OneConnect reported a nearly US$150 million net loss in the first nine months of 2019, but offers a tantalising pitch to prospective investors. Small and mid-sized Chinese banks and insurers often lack the resources to build their own competitive technology. OneConnect can provide them with artificial intelligence-assisted calls and image-recognition technology to inspect car accidents remotely.
It got swept up in the hype, however. The SoftBank Vision Fund, renowned for its aggressive valuations, joined OneConnect's most recent capital injection. Even at a discounted US$5 billion, it would be valued at 10 times next year's sales, assuming the top line grows at the same pace as in the first nine months of 2019. That would be a hefty premium compared to older software and consulting hybrids. IBM trades at 1.5 times revenue expected by analysts next year, and Accenture at 2.9 times.
Recent Chinese fintech market debuts have been bumpy, too. Micro-lender Qudian went public at US$24 a share and now trades at less than US$5. It also may be difficult for OneConnect to persuade Ping An's rivals to sign up as customers.

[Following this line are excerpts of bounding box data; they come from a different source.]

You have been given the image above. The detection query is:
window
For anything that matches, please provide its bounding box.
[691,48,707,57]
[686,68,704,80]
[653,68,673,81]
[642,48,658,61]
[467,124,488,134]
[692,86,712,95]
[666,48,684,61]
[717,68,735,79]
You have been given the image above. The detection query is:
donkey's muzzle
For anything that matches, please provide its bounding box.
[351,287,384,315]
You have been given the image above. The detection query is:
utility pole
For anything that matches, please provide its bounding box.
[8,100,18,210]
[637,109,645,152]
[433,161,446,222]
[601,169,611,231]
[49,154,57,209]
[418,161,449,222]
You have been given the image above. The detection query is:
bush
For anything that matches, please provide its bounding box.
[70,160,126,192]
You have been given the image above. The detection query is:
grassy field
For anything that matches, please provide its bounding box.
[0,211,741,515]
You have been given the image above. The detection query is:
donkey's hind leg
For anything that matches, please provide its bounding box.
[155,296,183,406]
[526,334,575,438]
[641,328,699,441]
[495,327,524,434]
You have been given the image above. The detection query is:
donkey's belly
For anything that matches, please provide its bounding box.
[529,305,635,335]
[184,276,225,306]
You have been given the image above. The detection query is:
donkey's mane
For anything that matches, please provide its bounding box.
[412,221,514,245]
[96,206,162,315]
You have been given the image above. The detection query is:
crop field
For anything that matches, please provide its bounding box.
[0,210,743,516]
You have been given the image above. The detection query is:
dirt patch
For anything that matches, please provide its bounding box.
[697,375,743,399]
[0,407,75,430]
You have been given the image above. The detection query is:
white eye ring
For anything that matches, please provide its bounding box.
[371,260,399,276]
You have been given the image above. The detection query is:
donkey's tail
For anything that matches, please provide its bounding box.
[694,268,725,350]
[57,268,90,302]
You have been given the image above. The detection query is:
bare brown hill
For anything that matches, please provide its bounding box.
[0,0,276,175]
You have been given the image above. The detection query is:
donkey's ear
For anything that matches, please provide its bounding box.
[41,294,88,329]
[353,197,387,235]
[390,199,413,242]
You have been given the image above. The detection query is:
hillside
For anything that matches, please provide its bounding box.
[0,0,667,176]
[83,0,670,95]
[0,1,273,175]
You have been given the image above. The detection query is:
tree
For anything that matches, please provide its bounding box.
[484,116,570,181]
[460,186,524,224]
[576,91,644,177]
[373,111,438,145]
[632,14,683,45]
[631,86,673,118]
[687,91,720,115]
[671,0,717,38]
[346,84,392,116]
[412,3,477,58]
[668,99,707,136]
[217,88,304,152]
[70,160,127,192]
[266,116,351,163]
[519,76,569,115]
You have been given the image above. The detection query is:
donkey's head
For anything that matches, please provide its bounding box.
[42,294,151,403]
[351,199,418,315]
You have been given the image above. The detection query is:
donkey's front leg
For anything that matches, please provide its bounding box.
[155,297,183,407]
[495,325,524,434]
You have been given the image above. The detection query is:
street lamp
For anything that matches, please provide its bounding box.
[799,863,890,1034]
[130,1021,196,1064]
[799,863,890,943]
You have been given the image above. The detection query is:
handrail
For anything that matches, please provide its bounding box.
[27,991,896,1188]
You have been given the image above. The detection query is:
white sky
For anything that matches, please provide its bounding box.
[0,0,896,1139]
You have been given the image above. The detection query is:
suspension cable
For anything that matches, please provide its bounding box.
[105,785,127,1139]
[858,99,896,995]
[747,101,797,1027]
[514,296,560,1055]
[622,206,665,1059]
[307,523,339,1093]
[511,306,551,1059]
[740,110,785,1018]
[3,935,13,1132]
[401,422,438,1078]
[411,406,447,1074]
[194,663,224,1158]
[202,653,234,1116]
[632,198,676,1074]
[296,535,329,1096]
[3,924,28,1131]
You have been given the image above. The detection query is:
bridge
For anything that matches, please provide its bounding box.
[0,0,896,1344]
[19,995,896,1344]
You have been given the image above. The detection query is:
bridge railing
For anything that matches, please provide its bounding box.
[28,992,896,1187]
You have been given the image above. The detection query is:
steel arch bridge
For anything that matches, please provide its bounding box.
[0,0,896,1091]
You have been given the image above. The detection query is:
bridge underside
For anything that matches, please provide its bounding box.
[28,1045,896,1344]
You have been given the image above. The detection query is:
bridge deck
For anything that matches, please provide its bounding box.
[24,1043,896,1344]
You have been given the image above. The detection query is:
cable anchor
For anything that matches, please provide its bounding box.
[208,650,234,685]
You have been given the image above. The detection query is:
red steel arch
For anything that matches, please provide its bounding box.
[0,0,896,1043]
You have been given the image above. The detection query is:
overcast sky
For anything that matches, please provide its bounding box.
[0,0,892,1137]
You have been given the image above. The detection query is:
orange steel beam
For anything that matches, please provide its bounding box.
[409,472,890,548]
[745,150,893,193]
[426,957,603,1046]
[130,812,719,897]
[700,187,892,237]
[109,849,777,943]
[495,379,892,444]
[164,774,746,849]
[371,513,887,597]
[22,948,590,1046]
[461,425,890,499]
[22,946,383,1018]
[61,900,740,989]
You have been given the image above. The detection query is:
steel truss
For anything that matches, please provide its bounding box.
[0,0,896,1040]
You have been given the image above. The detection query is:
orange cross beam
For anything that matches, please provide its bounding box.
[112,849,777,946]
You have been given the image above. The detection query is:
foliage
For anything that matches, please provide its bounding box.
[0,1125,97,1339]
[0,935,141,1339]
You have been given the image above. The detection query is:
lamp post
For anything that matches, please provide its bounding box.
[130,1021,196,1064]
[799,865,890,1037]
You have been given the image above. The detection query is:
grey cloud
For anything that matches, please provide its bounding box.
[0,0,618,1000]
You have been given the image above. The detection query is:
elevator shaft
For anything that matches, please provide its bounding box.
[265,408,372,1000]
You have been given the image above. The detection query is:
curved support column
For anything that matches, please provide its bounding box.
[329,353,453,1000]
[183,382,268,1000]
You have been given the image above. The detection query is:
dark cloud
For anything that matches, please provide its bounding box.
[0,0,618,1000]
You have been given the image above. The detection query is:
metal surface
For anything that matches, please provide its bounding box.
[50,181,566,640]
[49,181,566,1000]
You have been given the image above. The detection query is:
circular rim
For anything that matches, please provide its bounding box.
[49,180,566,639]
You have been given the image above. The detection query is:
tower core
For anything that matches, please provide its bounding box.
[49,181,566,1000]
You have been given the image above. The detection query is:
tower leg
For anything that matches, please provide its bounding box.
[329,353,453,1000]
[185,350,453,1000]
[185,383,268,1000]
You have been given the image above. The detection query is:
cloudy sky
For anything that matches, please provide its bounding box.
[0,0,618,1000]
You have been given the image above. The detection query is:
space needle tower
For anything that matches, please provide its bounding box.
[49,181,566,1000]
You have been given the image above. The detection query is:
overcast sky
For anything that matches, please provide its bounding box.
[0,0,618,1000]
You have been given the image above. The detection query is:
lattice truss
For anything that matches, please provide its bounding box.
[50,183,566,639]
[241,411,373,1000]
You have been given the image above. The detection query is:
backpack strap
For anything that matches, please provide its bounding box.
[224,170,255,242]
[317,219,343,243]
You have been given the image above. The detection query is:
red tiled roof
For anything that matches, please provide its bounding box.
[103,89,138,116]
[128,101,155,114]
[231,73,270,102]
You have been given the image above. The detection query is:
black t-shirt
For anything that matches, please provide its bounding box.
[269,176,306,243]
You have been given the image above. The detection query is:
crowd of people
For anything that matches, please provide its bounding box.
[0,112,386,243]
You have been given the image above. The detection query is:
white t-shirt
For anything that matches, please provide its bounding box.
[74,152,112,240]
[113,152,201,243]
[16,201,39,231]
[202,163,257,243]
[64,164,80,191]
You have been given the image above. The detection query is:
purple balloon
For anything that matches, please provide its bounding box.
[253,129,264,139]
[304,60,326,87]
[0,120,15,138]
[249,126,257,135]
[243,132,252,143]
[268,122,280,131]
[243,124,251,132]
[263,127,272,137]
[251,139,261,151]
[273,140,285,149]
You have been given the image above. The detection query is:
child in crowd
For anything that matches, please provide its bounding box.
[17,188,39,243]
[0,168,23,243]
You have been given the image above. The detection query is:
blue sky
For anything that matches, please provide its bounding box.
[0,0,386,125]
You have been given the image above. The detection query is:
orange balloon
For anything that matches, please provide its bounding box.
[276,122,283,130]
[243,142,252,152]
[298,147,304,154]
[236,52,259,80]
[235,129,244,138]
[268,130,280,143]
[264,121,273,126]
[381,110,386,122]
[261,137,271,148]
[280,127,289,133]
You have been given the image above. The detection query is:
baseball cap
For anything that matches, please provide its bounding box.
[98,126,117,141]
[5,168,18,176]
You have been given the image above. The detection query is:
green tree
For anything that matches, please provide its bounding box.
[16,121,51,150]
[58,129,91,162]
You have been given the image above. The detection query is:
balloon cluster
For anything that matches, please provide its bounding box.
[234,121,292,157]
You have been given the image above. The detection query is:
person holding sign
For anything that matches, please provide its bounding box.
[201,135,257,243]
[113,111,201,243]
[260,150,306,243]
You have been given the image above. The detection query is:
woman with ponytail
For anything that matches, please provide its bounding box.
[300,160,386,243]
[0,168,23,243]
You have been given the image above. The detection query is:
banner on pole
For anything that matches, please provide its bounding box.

The broader problem for Ping An, though, is the knock on its tech perch. Ping An Healthcare and Technology, which runs the Good Doctor app, tanked on its first day of trading last year and remains cheaper than its IPO (initial public offering) price. Lufax, its sprawling fintech outfit valued privately at US$39 billion earlier this year, has had to rethink its business model and public listing plans because of China's crackdown on peer-to-peer lending. It's all making Ping An look more fin than tech.
Ping An Insurance's OneConnect Financial Technology said on Dec 2 that it would sell shares in an initial public offering at between US$12 and US$14 apiece, raising US$468 million at the midpoint of the range and valuing the company at US$4.8 billion.
The company was valued at US$7.5 billion last year following a US$750 million fundraising round.
OneConnect provides technology to small and medium-sized banks and other financial institutions. The company was eyeing a valuation of roughly US$8 billion and an IPO of up to US$1 billion, unnamed sources told Reuters in June. It changed the listing venue to New York from Hong Kong in the hope of achieving a higher valuation, Reuters also reported.
Goldman Sachs, JPMorgan and Morgan Stanley are among the main banks working on the IPO.